I have found the following formula on the wiki.
It was stated that the mènage Problem can be solved by the permanent $perm(J-I-I')$. Question: How the permanent of the Matrix $J-I-I'$ arises within the mènage Problem; how this combinatorical Expression can be derived?
Also, $perm(J-I)$ solves the Derangement Problem, but why? (I have no clue to prove this)

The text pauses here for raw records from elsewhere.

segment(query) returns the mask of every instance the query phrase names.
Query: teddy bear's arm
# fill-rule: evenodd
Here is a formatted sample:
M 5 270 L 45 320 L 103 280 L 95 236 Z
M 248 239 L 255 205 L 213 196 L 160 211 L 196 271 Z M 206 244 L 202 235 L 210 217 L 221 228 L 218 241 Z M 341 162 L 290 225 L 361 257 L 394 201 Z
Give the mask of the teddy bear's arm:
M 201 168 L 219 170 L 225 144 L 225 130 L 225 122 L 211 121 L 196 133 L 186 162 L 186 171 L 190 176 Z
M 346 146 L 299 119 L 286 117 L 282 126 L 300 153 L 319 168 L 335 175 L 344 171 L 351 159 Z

Every hints will be greatly appreciated.
Regarding the derangement problem:
Let's consider permutations of $\{1,\ldots,n\}.$ Then, $J-I$ is the $n$-by-$n$ matrix with $0$ on the diagonal and $1$ elsewhere, i.e. $$ J-I = (a_{ij})\qquad with\ a_{ij} = 0\ for\ i=j\ and\ a_{ij} = 1\ for\ i\neq j. $$ By definition of the permanent, we have $$ perm(J-I) = \sum_{\sigma\in S_n}\prod_{j=1}^n a_{j,\sigma(j)}. $$ Looking at the above description of $J-I,$ we see that, for a fixed $\tau\in S_n,$ $$ \prod_{j=1}^n a_{j,\tau(j)} = 1\ if\ \tau\ doesn't\ have\ fixed\ points\qquad and\qquad \prod_{j=1}^n a_{j,\tau(j)} = 0\ if\ \tau\ has\ fixed\ points. $$ Plugging this observation into the above expression for $perm(J-I),$ we find $$ perm(J-I) = \sum_{\sigma\in S_n,\ \sigma\ doesn't\ have\ fixed\ points} 1, $$ which is the number of derangements of $\{1,\ldots, n\},$ as desired.